Our study has a number of limitations. First, as noted above, our results are correlational and causality cannot be inferred. Second, although in line with the current literature (Rifkin-Graboi et al. 2015), our sample size was modest and replication in larger samples will be necessary. Third, the infants in our study were mainly from white European ‘middle-class’ families, educated to degree level, and therefore, we cannot be certain that these results generalize to families of different ethnicities and educational backgrounds. Fourth, we did not define a priori regions of interest since we do not yet have extensive knowledge of all brain areas affected by normative variations of parenting in infancy. Fifth, our primary goal in this initial study was to establish if there were brain regions linked to mother-infant interactions across the group, and then, having done that, to explore if there were sex differences in those specific regions.

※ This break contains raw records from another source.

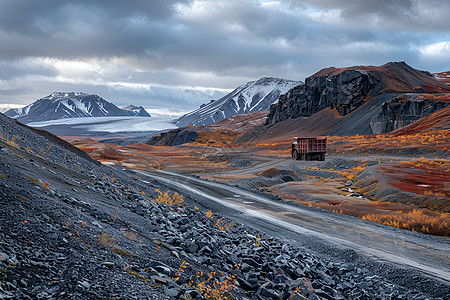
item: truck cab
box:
[291,136,327,161]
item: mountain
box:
[120,105,150,117]
[176,77,302,127]
[5,92,150,123]
[265,62,450,135]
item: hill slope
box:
[265,62,450,135]
[176,77,302,127]
[5,92,150,123]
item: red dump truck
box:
[291,136,327,160]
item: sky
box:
[0,0,450,115]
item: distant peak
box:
[50,92,89,98]
[382,61,412,68]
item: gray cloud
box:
[0,0,450,109]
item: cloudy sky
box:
[0,0,450,114]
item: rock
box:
[155,276,167,284]
[370,95,449,134]
[79,280,91,290]
[100,261,114,268]
[256,287,281,299]
[0,252,9,262]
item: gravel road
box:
[134,170,450,294]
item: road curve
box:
[134,170,450,284]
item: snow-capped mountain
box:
[176,77,303,127]
[5,92,150,123]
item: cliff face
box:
[266,70,379,125]
[370,95,449,134]
[265,62,450,132]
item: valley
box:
[0,62,450,299]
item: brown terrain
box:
[71,66,450,236]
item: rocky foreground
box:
[0,111,448,299]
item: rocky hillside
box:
[0,114,446,300]
[265,62,450,133]
[176,77,302,127]
[5,92,150,123]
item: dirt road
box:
[134,170,450,287]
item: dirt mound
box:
[392,106,450,136]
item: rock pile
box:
[0,116,442,299]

This approach helped us avoid type 1 error when running multiple tests. However, it risked generating type 2 errors of incorrectly retaining a false-negative finding. Therefore, we cannot exclude the possibility that there are sex differences in regions without main effects; and in our ongoing studies we are recruiting much larger cohorts in order to look at each sex separately across multiple brain regions. We hope this will provide adequate power to explore regional associations with sex and parent–child interactions in detail. Finally, there were also technical constraints to our study. The scanning of very young infants is challenging and the structural sequences used were of relatively low resolution. Hence, our overall volumetric measurement may miss the fine-grained structural differences that might be detectable in larger samples, or through higher resolution scanning protocols. Furthermore, and in line with previous studies of this age range (Hazlett et al. 2012), another limitation was the inability to differentiate between grey and white matter volume, due to ongoing myelination in these young infants.

Nonetheless, the current analyses provide a Proof of Principle that early mother–infant interactions are associated with variations in infant brain development. If correct, our finding that early sensitivity (a modifiable factor) is linked to the development of brain regions (known to impact upon emotional and cognitive development), opens up the potential to influence infant developmental trajectories.